Monday, April 17, 2017

Global Economy - The need for a very expansive monetary policy and continued extraordinary measures by central banks has receded ..- Jaime Caruana BIS



Publication - Interview with Mr Jaime Caruana, General Manager of the BIS, in Börsen-Zeitung, conducted by Mr Mark Schrörs and published on 11 April 2017.


Mr Caruana, global growth is firming and inflation is picking up. Is it now finally time for central banks to bring the era of ultra-loose monetary policy to a close?

The situation has without question improved considerably: deflation risks have for the most part disappeared, employment markets have recovered markedly, and unemployment has fallen. We're even seeing progress with the cleaning-up of banks' balance sheets. So the need for a very expansive monetary policy and continued extraordinary measures by central banks has receded. In the United States, the normalisation of monetary policy is already under away. Other countries are in a different cyclical position. Each central bank must determine for itself when would be the right moment to start exiting.


The US Federal Reserve has so far pursued a very cautious approach to normalisation while others, like the European Central Bank and the Bank of England, are sticking to their ultra-loose policies. Is that appropriate, or should the pace of normalisation be stepped up - especially given the risks of ultra-low rates, particularly for financial stability?

Central banks are moving through uncharted territory because in some cases they have resorted to completely new instruments. It is therefore right to proceed gradually and cautiously. But it is also right to move along a steady path to normalisation. The current economic situation is conducive to that. This path may prove bumpy along the way, because we don't know how markets will react. But that shouldn't be a reason to change course. It is important that now that monetary policy normalisation has begun, this process should continue. It is also important to emphasise that there are no longer just downside risks. There are currently also upside risks for growth and inflation.

Are central banks still too focused on the dangers of exiting too early and too quickly, and are they underestimating the dangers of exiting too late and too slowly?

The risks of exiting too late have probably been underestimated when one takes a long-term view - and if the consequences for financial stability are taken into account. Price stability and financial stability are, after all, two sides of the same coin.

Aren't central banks actually repeating their mistakes from the beginning of the 2000s when they kept interest rates extremely low for a long period and then raised them only very slowly - which led to the build-up of financial excesses, which in turn resulted in the global financial crisis?

If you adopt a medium- to long-term perspective - one that takes particular account of financial cycles - you find that central banks have to date acted asymmetrically: they probably don't do enough in the good times - in the boom - to prevent the build-up of financial imbalances; and during the bust, they're inclined to do too much [to ease conditions]. It would be much better to deal with financial imbalances more symmetrically.

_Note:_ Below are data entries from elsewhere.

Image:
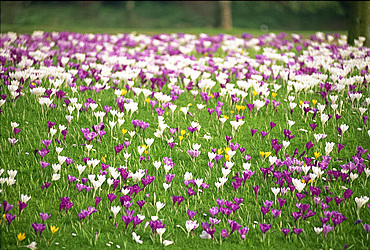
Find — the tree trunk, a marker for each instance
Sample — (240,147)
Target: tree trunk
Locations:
(130,5)
(359,22)
(226,21)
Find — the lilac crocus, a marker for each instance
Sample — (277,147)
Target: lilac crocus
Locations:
(44,217)
(233,225)
(191,214)
(213,211)
(9,217)
(327,229)
(256,188)
(265,227)
(367,228)
(21,206)
(285,231)
(243,231)
(297,231)
(340,147)
(140,203)
(275,213)
(38,228)
(224,233)
(127,219)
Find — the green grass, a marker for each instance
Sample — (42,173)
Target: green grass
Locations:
(29,29)
(33,121)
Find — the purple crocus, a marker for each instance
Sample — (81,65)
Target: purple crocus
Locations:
(285,231)
(38,228)
(9,217)
(191,214)
(297,231)
(243,231)
(275,213)
(127,219)
(21,206)
(367,228)
(256,188)
(97,201)
(44,217)
(234,226)
(136,221)
(140,203)
(265,227)
(340,147)
(281,202)
(224,233)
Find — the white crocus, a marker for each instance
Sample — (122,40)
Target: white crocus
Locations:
(25,198)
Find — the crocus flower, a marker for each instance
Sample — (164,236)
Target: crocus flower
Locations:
(265,227)
(38,228)
(285,231)
(97,201)
(233,225)
(9,218)
(191,214)
(21,206)
(224,233)
(243,231)
(297,231)
(44,217)
(327,229)
(367,228)
(256,188)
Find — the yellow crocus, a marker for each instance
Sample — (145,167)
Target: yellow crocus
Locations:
(317,154)
(54,229)
(267,154)
(21,236)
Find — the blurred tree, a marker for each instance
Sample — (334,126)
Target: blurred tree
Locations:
(9,10)
(130,5)
(226,20)
(359,24)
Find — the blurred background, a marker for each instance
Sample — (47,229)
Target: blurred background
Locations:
(185,16)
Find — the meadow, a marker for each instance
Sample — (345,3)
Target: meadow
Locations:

Our research shows that a more systematic approach leads not just to more stability in the financial system, but also to better results in terms of growth, for instance because output volatility decreases.

However, central banks continue to focus above all on the shorter economic cycle, and especially inflation. Some are now even arguing that, after years of inflation rates below the announced 2% target, a little overshooting should be tolerated. What's your opinion?

After so many years with below-target inflation rates, it's logical that central bankers want to be sure that this problem is solved, and also that inflation expectations are anchored. But it's also important to keep sight of the upside risks for inflation. Factors such as globalisation certainly dampen price pressure. But labour markets are tighter than they have been for a while, and protectionist measures or fiscal impulses too can fuel expectations of inflation. There are a few upside risks for inflation, and we should not be complacent about them.

So, it's risky to allow inflation to overshoot?

If central banks put off taking the necessary actions, they would have to act all the more abruptly later - and their subsequent interventions are only more disruptive for markets and the economy. They know that, and therefore I believe each of them will make their own decisions to act when needed.

Central banks are also concerned about the consequences of a more restrictive monetary policy for markets and debt servicing, not least for governments. How great is the danger of market considerations dominating monetary decision-making ("financial dominance") or fiscal policy considerations holding sway over the actions of central bankers ("fiscal dominance")?

Whenever central banks use their balance sheet as an instrument, the dividing line between monetary and fiscal policy blurs. The risk of "fiscal dominance" is real. But I am convinced that central banks are aware of this risk, and that they will act when necessary. As far as the financial markets are concerned: it's certainly a consequence of this phase of very low interest rates and massive financial market intervention by central banks that the markets have become much more dependent on central banks. That's what makes moving towards normalisation so complex. But it doesn't alter the fact that normalisation is necessary. Good communication is an important component of the task of mastering the exit. Central banks are doing a great job preparing the markets.